Keyifli okumalar! Yorumlarınızı eksik etmezseniz sevinirim. 

***

Oops! Bu görüntü içerik kurallarımıza uymuyor. Yayımlamaya devam etmek için görüntüyü kaldırmayı ya da başka bir görüntü yüklemeyi deneyin.

***

Paranın suyunu çekmesine yakın bir görüşme daha sağladım, bu sefer adamın adını öğrenemesem de takma adını öğrenebilmiştim. O kendisine Akbaba, dedirtiyordu. Akbaba'ya anlatacağım pek fazla bilgim yoktu ama aklımda kalanları anlattım. Karan'la görüşmeden itibaren özele girmeden onunla ilgi ilgici çekici ne varsa anlattım. Başka türlü beş parasız Moskova sokaklarında kalacaktım ve buna hazır değildim. Onurlu bir duruş sergileyerek, parasını reddedip o adam hakkında konuşmadım dersem yalan söylemiş olurdum ayrıca bunun için onurlu bir tavır sergilememe gerek yoktu. Paraya ihtiyacım vardı, zerre umurunda olmadığım bir adamın evinden çıkmıştım, hakkında çok az bilgiye sahip olsam da iyi ödeme alıyordum. Gösteri esnasında arkasında oturan seyirci ile aralarındaki kâğıt alışverişi harici onunla ilgili bildiklerimi anlattım. Benden evini tarif etmemi istediğinde söylediğini yaptım. İgor'un adamı olmadığını bir tür müzakereci olduğunu söylediğimde güldü. Benimle alay edip etmediğini anlayamıyordum, karşısında konuşurken elinde süt şişesi eksik küçük bir kız çocuğu gibi şakıyordum. Ona dövmelerinden bahsetmemi istediğinde buna şaşırmıştım çünkü Ezra'yı daha önce hiç çıplak görmemiştim. Adama bunu söylediğimde ise bu sefer şaşıran taraf o olmuştu. "Hiç mi görmedin?" diye sordu hayretle.

"Hiç!"

Evinde neden artık yaşamadığı sorduğunda ise verecek hazır bir cevabım yoktu. Lafı biraz geveledikten sonra bir iş için beni başından attığını söyledim. Aramızın bozuk olduğunu ve onu bir daha hiçbir zaman görmeyeceğimi söylesem benimle ilişkilerini kopartırlardı. Belki de başıma babamı sararlardı ve ben henüz ona direnecek güçte değildim. Bir şekilde bana yarar sağladıkları sürece ben de onların yararına konuşacaktım.

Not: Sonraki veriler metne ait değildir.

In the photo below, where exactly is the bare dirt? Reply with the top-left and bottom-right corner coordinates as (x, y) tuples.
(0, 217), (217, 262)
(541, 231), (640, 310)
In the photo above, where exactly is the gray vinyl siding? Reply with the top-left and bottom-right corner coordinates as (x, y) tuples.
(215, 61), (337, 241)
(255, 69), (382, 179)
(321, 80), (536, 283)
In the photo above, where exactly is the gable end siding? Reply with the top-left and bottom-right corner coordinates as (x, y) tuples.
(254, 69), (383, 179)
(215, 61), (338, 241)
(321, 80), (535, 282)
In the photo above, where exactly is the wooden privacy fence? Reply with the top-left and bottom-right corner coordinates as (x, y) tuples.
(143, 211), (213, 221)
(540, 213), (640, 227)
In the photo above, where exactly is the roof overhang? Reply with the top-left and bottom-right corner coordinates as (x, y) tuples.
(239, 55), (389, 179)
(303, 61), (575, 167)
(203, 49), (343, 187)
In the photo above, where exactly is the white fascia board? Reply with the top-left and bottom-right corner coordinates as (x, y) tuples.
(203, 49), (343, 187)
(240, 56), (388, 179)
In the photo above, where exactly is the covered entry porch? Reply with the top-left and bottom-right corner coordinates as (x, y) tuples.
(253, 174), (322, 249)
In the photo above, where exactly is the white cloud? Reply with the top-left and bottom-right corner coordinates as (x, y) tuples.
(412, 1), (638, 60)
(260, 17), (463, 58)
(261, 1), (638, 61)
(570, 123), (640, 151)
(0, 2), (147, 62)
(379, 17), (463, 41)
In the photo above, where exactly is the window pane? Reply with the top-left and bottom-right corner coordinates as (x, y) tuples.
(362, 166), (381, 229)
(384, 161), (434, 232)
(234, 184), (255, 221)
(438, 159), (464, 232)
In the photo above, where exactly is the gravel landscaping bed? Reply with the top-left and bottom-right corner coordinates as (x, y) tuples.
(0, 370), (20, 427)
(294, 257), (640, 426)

Aldığım para bu sefer diğer ödemenin iki katıydı. Ek olarak kontak kurmamız için bana bir telefon da vermişlerdi. Aldığım ödemeyi bu sefer daha idareli kullanmam gerekiyordu, elime yeni bilgi geçmeme ihtimaline karşı kendimi hayatta tutabilecek kadarını her zaman kenarda köşede bırakacaktım. Bir iş bulabilirsem kendi ayaklarımın üzerinde de durabilirdim.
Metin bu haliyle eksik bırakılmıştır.